Why should we Console Mary?
So great a love has our Heavenly Mother for us, that She deserves our gratitude, and that gratitude should be shown by at least meditating frequently upon, and daily consoling Her in, Her Sorrows.

“Because of Her love for us, She was willing to see Her Son sacrificed to Divine Justice by the barbarity of men. This great torment which Mary endured for us was more dreadful than a thousand deaths and deserves our sympathy and our gratitude. If we cannot return this love in any other way, let us at least for a few moments consider how great were the sufferings by which Mary became the Queen of Martyrs. The sufferings of Mary's martyrdom surpassed those of all other martyrs. First of all, they lasted longer [her whole life]; and secondly, they were more intense.” (St.
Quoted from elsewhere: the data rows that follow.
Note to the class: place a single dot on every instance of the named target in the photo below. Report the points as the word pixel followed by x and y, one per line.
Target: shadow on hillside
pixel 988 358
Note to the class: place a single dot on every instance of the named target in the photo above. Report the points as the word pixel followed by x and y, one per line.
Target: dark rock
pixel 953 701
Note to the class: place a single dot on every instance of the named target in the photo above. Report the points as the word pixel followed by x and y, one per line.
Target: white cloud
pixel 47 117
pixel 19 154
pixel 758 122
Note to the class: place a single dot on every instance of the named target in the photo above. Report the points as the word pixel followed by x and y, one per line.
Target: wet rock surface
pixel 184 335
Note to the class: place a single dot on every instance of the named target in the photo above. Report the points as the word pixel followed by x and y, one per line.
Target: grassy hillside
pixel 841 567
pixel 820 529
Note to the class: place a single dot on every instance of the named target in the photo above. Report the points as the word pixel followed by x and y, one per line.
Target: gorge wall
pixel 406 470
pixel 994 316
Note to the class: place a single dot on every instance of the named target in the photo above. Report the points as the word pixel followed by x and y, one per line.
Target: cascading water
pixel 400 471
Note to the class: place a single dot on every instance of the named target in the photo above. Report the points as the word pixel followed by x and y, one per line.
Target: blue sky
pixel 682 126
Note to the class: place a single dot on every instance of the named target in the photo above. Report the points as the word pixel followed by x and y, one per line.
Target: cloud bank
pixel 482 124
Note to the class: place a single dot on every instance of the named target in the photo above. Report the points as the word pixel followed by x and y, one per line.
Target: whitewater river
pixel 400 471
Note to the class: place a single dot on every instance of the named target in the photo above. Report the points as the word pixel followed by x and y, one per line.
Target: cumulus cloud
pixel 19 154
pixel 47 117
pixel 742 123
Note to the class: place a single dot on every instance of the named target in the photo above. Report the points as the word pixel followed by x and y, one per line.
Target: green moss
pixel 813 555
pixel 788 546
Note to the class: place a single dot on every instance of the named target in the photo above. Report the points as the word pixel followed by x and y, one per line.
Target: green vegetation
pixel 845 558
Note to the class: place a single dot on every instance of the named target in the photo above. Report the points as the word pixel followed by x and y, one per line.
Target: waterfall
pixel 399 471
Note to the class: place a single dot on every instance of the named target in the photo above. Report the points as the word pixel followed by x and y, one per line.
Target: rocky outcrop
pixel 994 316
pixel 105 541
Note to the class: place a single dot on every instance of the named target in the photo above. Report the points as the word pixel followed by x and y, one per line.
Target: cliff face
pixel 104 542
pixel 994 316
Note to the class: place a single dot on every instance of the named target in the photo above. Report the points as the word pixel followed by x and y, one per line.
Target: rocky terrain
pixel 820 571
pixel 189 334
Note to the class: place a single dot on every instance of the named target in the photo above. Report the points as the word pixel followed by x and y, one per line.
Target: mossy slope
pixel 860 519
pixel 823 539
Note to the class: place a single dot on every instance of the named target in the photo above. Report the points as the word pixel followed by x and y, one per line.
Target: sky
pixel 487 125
Alphonsus Liguori)

"The grief of Mary was so great that, were it divided among all men, it would suffice to cause their immediate death.” (St. Bernardine of Sienna)

"While other martyrs suffered by sacrificing their own lives, the Blessed Virgin suffered by sacrificing Her Son’s life – a life that She loved far more than Her own. Thus She not only suffered in Her soul all that Her Son endured in His body, but moreover the sight of Her Son’s torments brought more grief to Her heart than if She had endured them all in Her own person.” (St. Antoninus)
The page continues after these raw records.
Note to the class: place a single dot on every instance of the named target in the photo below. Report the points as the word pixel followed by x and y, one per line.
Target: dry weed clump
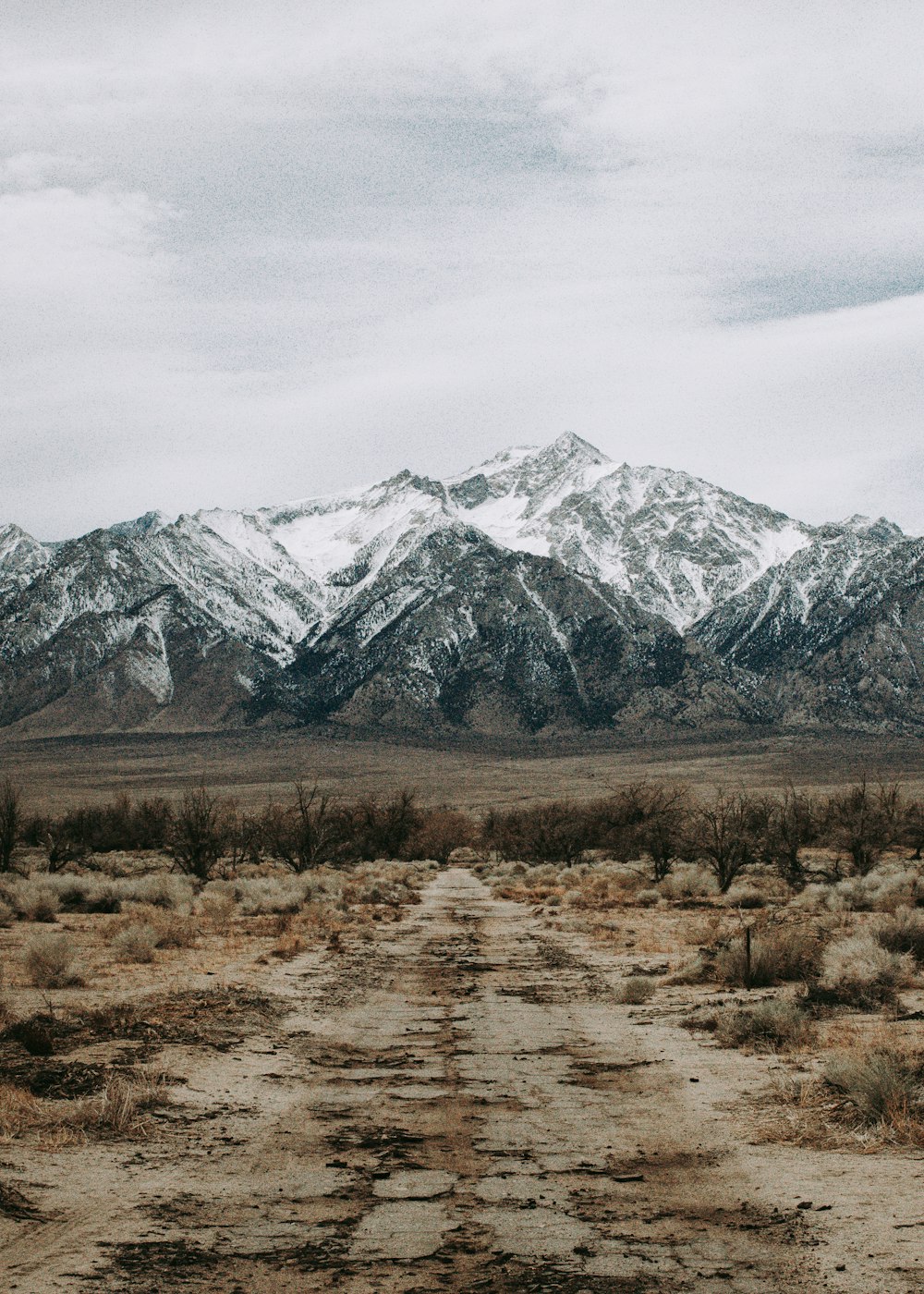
pixel 120 1109
pixel 904 932
pixel 884 1086
pixel 135 944
pixel 868 1096
pixel 140 922
pixel 51 961
pixel 31 898
pixel 386 883
pixel 636 989
pixel 765 1026
pixel 778 955
pixel 887 888
pixel 688 883
pixel 859 972
pixel 601 885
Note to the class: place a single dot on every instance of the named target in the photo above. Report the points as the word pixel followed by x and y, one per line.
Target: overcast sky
pixel 252 252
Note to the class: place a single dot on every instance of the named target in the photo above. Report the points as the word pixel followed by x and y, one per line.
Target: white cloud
pixel 254 252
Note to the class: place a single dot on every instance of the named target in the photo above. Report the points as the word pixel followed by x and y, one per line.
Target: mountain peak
pixel 574 446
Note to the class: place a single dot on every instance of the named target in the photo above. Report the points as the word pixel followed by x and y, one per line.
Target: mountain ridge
pixel 546 588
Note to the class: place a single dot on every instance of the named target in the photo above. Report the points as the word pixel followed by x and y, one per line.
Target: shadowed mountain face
pixel 542 591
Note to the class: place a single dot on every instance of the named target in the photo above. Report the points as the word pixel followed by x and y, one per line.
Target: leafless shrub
pixel 119 1110
pixel 34 899
pixel 309 832
pixel 775 957
pixel 198 832
pixel 688 883
pixel 636 989
pixel 865 821
pixel 765 1026
pixel 51 961
pixel 858 972
pixel 904 932
pixel 135 944
pixel 884 1086
pixel 725 835
pixel 439 834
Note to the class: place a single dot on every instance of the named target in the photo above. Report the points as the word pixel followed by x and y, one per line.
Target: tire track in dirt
pixel 459 1105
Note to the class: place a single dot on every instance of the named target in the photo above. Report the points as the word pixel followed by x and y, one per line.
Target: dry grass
pixel 135 944
pixel 766 1026
pixel 904 932
pixel 863 1099
pixel 51 961
pixel 859 972
pixel 120 1110
pixel 777 955
pixel 636 989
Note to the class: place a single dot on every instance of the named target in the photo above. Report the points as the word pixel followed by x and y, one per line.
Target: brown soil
pixel 255 766
pixel 461 1104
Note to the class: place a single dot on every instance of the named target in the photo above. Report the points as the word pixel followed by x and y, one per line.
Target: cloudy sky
pixel 251 252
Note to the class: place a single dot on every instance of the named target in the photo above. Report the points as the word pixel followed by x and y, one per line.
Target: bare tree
pixel 309 832
pixel 865 821
pixel 790 827
pixel 198 832
pixel 725 835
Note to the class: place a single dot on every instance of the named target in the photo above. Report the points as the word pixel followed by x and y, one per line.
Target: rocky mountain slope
pixel 546 589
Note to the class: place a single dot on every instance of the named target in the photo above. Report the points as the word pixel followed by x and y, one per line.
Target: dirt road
pixel 458 1105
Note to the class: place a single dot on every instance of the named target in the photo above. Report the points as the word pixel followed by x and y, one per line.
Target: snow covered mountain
pixel 545 588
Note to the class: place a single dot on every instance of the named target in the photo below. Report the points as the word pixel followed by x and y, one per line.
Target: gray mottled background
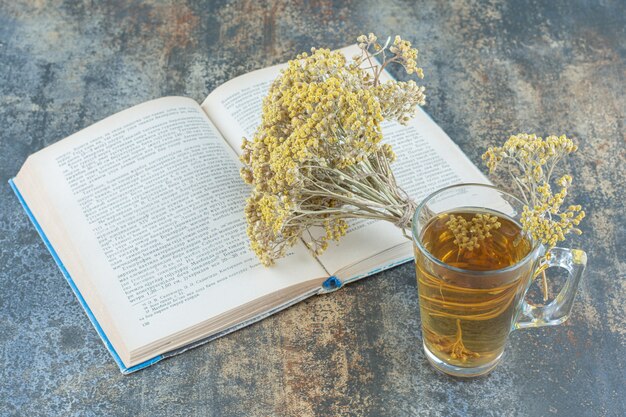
pixel 492 68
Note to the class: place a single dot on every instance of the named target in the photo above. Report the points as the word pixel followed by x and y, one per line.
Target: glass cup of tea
pixel 474 265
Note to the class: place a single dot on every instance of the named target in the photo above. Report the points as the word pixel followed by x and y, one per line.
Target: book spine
pixel 125 370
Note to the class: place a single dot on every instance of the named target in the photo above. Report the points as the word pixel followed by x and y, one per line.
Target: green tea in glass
pixel 474 264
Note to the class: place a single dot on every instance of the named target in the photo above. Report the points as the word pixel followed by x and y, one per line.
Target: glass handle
pixel 574 261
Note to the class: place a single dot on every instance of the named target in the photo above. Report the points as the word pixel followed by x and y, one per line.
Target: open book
pixel 143 212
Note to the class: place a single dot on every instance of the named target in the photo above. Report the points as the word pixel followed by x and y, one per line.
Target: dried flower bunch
pixel 469 234
pixel 531 161
pixel 317 157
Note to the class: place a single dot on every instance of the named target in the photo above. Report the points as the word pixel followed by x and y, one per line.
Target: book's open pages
pixel 426 160
pixel 143 211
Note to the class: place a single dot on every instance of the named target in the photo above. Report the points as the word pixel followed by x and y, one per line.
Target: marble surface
pixel 492 68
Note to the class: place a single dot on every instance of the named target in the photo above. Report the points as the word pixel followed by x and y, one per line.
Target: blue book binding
pixel 331 284
pixel 124 369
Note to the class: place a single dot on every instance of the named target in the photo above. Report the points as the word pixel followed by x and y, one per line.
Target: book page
pixel 427 159
pixel 145 209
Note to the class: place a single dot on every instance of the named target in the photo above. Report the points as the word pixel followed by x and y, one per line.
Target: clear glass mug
pixel 467 314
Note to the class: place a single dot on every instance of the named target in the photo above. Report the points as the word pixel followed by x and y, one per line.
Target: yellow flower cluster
pixel 312 159
pixel 531 161
pixel 468 234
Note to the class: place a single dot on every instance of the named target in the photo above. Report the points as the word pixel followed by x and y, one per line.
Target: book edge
pixel 123 368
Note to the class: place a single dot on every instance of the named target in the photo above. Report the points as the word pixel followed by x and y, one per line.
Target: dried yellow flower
pixel 468 234
pixel 317 157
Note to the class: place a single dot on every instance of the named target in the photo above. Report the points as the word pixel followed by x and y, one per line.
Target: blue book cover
pixel 329 285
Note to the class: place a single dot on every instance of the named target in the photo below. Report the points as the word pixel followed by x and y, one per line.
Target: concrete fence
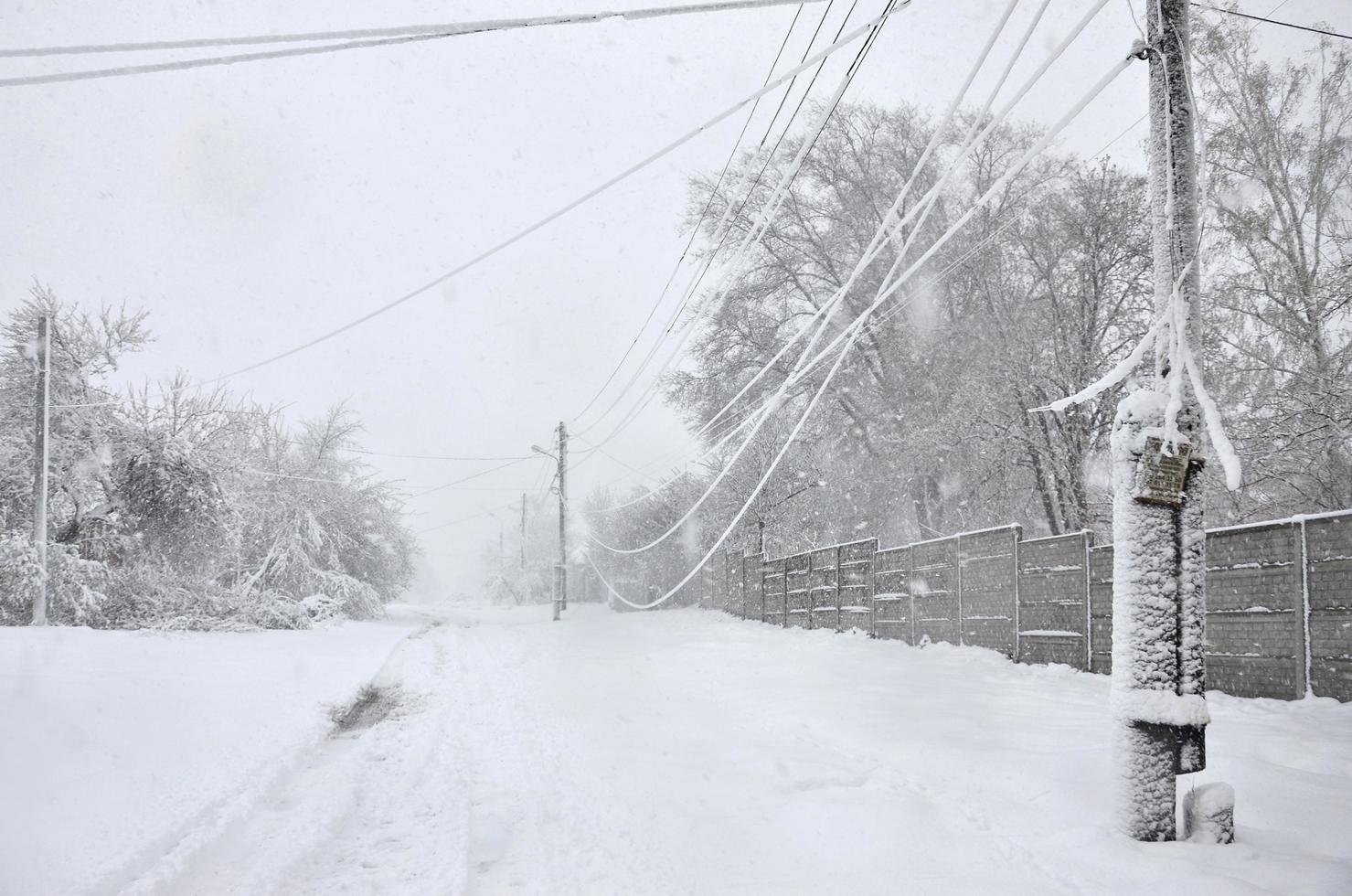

"As Christ has begotten us, to a spiritual life, in the word of truth, by suffering on the cross, so, likewise, Mary has begotten us, and brought us forth in the midst of most acute pains, by sharing in the sufferings of the crucifixion of her Son." (St. Antoninus)

After She became the Mother of this Savior, Her grief was beyond measure. Her martyrdom was lifelong.
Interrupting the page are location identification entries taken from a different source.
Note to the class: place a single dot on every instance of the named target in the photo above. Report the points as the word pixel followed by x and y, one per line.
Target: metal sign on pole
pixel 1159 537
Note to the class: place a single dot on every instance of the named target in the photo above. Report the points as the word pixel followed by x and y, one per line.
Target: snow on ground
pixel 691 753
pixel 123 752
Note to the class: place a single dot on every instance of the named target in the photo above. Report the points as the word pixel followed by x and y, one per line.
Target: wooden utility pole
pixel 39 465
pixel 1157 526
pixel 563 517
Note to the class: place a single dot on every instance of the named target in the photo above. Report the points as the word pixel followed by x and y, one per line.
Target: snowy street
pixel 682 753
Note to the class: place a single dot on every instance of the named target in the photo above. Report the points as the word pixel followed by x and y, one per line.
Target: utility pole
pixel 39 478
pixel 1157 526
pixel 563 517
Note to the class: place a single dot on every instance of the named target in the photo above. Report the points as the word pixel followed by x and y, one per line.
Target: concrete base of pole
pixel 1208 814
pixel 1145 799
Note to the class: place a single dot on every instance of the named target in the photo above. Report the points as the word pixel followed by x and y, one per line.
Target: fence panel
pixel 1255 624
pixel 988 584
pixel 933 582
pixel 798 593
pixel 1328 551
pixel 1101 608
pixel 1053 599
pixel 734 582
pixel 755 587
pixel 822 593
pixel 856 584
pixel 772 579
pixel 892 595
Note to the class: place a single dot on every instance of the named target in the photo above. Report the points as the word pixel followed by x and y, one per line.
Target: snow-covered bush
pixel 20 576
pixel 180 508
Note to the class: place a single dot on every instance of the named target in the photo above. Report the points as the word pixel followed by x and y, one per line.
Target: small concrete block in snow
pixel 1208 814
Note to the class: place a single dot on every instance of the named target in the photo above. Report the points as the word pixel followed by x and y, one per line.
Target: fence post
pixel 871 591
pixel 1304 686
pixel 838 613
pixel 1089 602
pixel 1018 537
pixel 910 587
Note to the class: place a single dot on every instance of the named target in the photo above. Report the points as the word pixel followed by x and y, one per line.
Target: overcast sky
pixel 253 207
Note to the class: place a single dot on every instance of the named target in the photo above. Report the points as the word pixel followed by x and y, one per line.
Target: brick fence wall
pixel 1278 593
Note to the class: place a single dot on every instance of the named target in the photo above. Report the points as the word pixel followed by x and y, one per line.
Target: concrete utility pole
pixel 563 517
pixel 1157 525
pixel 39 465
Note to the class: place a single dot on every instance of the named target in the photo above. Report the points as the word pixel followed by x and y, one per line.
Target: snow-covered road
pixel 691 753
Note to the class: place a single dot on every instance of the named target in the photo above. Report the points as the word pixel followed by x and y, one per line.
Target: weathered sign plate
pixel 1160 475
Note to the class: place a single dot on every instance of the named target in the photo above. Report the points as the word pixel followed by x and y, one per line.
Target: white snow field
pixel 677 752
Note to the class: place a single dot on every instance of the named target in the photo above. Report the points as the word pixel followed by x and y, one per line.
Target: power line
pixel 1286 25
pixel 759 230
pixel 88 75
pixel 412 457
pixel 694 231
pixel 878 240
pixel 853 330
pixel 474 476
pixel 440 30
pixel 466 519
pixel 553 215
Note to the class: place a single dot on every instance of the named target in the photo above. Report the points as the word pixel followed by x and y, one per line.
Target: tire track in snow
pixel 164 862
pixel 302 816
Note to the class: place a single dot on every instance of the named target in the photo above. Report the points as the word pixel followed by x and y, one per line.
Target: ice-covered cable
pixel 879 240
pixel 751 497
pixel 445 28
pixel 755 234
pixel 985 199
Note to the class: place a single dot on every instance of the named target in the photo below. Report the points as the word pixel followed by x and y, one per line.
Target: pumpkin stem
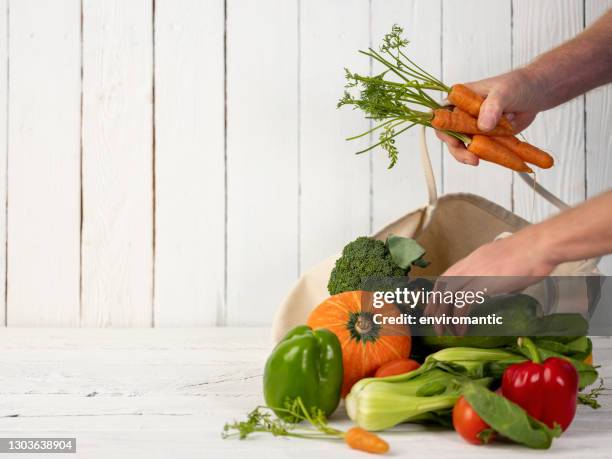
pixel 363 325
pixel 362 328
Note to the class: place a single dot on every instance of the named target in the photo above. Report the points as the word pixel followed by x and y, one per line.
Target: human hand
pixel 503 266
pixel 515 93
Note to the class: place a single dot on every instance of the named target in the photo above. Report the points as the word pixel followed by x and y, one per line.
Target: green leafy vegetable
pixel 404 251
pixel 262 419
pixel 590 398
pixel 508 418
pixel 391 98
pixel 366 259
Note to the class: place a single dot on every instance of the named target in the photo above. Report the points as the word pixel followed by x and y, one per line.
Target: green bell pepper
pixel 306 363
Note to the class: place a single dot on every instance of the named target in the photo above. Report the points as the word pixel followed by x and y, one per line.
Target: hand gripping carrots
pixel 394 99
pixel 503 149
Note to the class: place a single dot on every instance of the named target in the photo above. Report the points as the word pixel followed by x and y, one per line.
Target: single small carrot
pixel 396 367
pixel 470 101
pixel 526 151
pixel 361 439
pixel 488 149
pixel 462 122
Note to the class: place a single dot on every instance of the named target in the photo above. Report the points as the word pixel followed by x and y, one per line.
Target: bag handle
pixel 430 178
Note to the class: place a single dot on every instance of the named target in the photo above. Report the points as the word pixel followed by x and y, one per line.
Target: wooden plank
pixel 599 130
pixel 469 54
pixel 148 391
pixel 335 196
pixel 4 59
pixel 189 162
pixel 117 253
pixel 539 26
pixel 44 159
pixel 403 189
pixel 261 157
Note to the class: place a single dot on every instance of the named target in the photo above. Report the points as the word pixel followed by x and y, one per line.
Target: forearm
pixel 577 66
pixel 582 232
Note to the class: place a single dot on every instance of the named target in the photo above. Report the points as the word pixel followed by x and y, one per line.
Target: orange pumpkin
pixel 365 345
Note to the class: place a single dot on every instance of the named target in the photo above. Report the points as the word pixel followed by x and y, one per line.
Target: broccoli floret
pixel 361 259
The Blessed Virgin also revealed to St. Bridget that when the time of the Passion of Our Lord was approaching, Her eyes were always filled with tears as She thought of Her beloved Son, whom She was about to lose on earth; and that the prospect of that approaching suffering caused Her to be seized with fear, and a cold sweat to cover Her whole body.

Our Lady’s sufferings were in Her soul, those of the martyrs were in their bodies. Since the soul is more noble than the body, so much greater then were Mary’s sufferings than those of all the martyrs.

Our Lord Jesus Christ revealed to Blessed Veronica of Binasco, that He is more pleased in seeing His Mother compassionated than Himself. He said to her: “My daughter, tears shed for My Passion are dear to Me; but as I loved My Mother Mary with an immense love, the meditation on the torments which She endured at My death is even more agreeable to Me.”

(The following is an excerpt from St. Alphonsus Liguori’s “Glories of Mary”
- Part III, Discourse)

The passion of Jesus commenced with his birth, as St. Bernard says and Mary also, in all things like unto her Son, suffered her martyrdom through her whole life.

The name of Mary, among its other meanings, as the blessed [St.] Albert the Great affirms, signifies a bitter sea: "Mare amarum." Wherefore to her is applied the passage of Jeremiah: Great as the sea is your grief. For as the sea is all salt and bitter, thus the life of Mary was always full of bitterness, at the sight of the passion of the Redeemer, which was ever present to her. It cannot be doubted that, being more enlightened by the Holy Spirit than all the prophets, she better comprehended than they the predictions concerning the Messiah, which they recorded in their holy Scriptures.

It was revealed to St. Bridget that the Virgin, knowing how much the incarnate Word was to suffer for the salvation of men, even before she became his mother, compassionately shared in the suffering of this innocent Savior, Who was to be so cruelly put to death for crimes not his own. She commenced, from that time, her great martyrdom.

It was also revealed to St. Bridget that this our so merciful and kind mother was willing to suffer any pain, rather than to see souls unredeemed or left in their former perdition. It may be said that this was the only consolation of Mary in the midst of her great sorrow at the passion of her Son, to see the lost world redeemed by his death, and men, who were his enemies, reconciled with God.

Such love as that of Mary merits our gratitude, and let us show our gratitude by meditating upon and compassionating her sorrows. But of this she complained to St. Bridget, that very few pitied her, and most lived forgetful of her sorrows. "I look around upon all who are in the world, if perchance there may be any to pity me, and meditate upon my sorrows, and truly I find very few. Therefore, my daughter, though I am forgotten by many, at least do not you forget me; behold my anguish, and imitate, as far as you can, my grief."